As was said earlier, the first port of call before doing anything else is to look at the contract of employment. There is no right for an employer to lay off unless this is permitted in the contract and the same applies to reducing hours and pay for those reduced hours. If there is nothing in the contract then the employer needs to reach agreement over such matters with the employees. This may not be as difficult as feared. In difficult economic situations, most employees and their unions recognise the realities and are prepared to agree some form of transitional measures until matters improve.
Importantly, lay-offs can’t be used indefinitely. Broadly speaking, where an employee has the requisite length of service and has been laid off for four or more consecutive weeks or a total of six weeks in any period of thirteen weeks, and has received no pay during those weeks, an employee has a statutory right to serve a written notice entitling the employee to a redundancy payment. The employer can contest such a notice but only has a limited defence.
The considerations in relation to short-time working are broadly similar to those which apply to lays offs. In the case of short-time working, an employee arguing redundancy needs to show that for the relevant weeks they have been paid less than half their normal remuneration.

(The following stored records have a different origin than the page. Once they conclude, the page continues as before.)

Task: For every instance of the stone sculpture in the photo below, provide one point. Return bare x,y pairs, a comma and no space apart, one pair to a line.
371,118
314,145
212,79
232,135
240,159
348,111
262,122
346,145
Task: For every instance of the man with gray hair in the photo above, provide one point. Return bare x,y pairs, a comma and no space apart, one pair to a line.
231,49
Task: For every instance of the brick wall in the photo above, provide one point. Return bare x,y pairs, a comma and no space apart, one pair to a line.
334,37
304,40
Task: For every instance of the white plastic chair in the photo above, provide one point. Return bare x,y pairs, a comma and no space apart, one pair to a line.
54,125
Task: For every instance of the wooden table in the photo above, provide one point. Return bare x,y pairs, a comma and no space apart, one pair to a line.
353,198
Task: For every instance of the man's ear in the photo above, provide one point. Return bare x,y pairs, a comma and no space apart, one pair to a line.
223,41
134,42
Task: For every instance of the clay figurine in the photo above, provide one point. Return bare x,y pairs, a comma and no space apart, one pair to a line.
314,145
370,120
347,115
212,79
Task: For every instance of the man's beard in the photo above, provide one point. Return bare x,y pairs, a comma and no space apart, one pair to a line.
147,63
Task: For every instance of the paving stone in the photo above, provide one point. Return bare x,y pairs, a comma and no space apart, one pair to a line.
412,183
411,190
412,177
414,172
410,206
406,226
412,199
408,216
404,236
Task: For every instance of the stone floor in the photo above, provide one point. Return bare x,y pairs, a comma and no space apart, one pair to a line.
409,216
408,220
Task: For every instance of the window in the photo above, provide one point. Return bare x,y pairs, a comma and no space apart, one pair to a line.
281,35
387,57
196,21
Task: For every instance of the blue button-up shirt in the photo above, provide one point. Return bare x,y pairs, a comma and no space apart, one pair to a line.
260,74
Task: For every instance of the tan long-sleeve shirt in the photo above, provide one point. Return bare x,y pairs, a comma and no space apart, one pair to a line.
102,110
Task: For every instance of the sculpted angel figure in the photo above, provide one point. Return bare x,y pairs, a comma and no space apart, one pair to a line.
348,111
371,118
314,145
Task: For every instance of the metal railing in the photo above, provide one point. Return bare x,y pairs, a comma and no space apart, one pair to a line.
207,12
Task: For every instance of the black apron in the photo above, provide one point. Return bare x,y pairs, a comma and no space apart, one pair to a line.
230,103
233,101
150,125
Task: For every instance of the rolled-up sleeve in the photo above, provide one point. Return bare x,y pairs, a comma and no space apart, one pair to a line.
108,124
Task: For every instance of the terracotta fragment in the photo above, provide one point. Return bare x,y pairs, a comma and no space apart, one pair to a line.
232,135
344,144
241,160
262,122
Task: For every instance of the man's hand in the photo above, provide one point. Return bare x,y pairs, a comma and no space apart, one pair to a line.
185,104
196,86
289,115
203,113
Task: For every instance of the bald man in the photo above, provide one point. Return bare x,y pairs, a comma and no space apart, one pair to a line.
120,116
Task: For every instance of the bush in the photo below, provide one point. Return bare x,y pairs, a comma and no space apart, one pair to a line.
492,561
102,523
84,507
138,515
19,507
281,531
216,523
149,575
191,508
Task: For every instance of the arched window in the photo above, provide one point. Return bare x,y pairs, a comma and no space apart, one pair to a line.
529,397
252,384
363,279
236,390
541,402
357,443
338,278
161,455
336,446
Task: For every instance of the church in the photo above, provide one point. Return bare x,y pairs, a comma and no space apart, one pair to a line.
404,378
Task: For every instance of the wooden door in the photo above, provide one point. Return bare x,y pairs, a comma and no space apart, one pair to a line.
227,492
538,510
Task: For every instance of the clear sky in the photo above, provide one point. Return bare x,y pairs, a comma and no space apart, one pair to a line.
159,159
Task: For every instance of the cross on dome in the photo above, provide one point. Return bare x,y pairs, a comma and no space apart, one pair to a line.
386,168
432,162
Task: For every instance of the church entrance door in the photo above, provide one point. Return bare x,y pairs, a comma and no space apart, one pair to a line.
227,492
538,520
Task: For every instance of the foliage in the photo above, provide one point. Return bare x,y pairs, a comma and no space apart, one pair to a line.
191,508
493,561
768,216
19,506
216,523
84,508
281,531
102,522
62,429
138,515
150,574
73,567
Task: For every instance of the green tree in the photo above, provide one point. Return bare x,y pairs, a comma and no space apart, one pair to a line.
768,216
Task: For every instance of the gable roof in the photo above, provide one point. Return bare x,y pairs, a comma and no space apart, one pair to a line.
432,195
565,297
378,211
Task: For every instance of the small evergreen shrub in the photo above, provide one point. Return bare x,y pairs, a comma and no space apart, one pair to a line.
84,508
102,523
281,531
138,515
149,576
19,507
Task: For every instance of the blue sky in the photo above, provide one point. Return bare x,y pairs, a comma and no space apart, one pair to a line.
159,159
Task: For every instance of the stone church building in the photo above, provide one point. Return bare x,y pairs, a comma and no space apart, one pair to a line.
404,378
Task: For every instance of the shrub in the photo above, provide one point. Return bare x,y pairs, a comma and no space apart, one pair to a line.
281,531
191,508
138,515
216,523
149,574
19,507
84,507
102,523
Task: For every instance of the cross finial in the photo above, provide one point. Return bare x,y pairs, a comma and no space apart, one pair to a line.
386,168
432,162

The procedural requirements for serving notice by the employee and the response of the employer are quite technical. There are also a myriad of considerations as to the practical consequences of lay-offs and short-time working, for example: what happens to pension contributions and holiday entitlement during lay off; or, how are statutory redundancy payments to be calculated for these purposes? These are not insurmountable and with patience and our guidance these can be safely negotiated.
Finally, under this heading, employers need to be mindful that in certain circumstances an employee may be entitled to a statutory guarantee payment for up to five workless days in a three-month period. This right is not dependent on there being a situation of lay off or short time working. Again, if necessary, we can talk you through this.
Proper and timely consultation with employees and/or unions is normally a measure of good practice and often a requirement under existing employment legislation. This is even more true of the present situation with COVID-19 where there is undoubtedly a greater shared acceptance of the difficulties facing employers. It may well be that employees and unions will be prepared to agree temporary variations to contracts of employment to ride out the present crisis where continued employment, albeit on reduced terms, is seen as an acceptable price to pay for longer term security of employment.
It may turn out that the interventionist measures outlined above will not be enough for some employers who will, unfortunately, need to consider making compulsory redundancies. In that event, the normal considerations for making fair redundancy decisions following normal redundancy procedures need to be followed. COVID-19 will not absolve an employer from needing to follow these.
This Note provides guidance in general terms and must not be relied upon as being either comprehensive or definitive of the law. Each situation must be considered in the context of its own individual circumstances and the detailed legal provisions which might apply. To that end, you are advised to seek appropriate and specific legal advice before acting in respect of each such situation.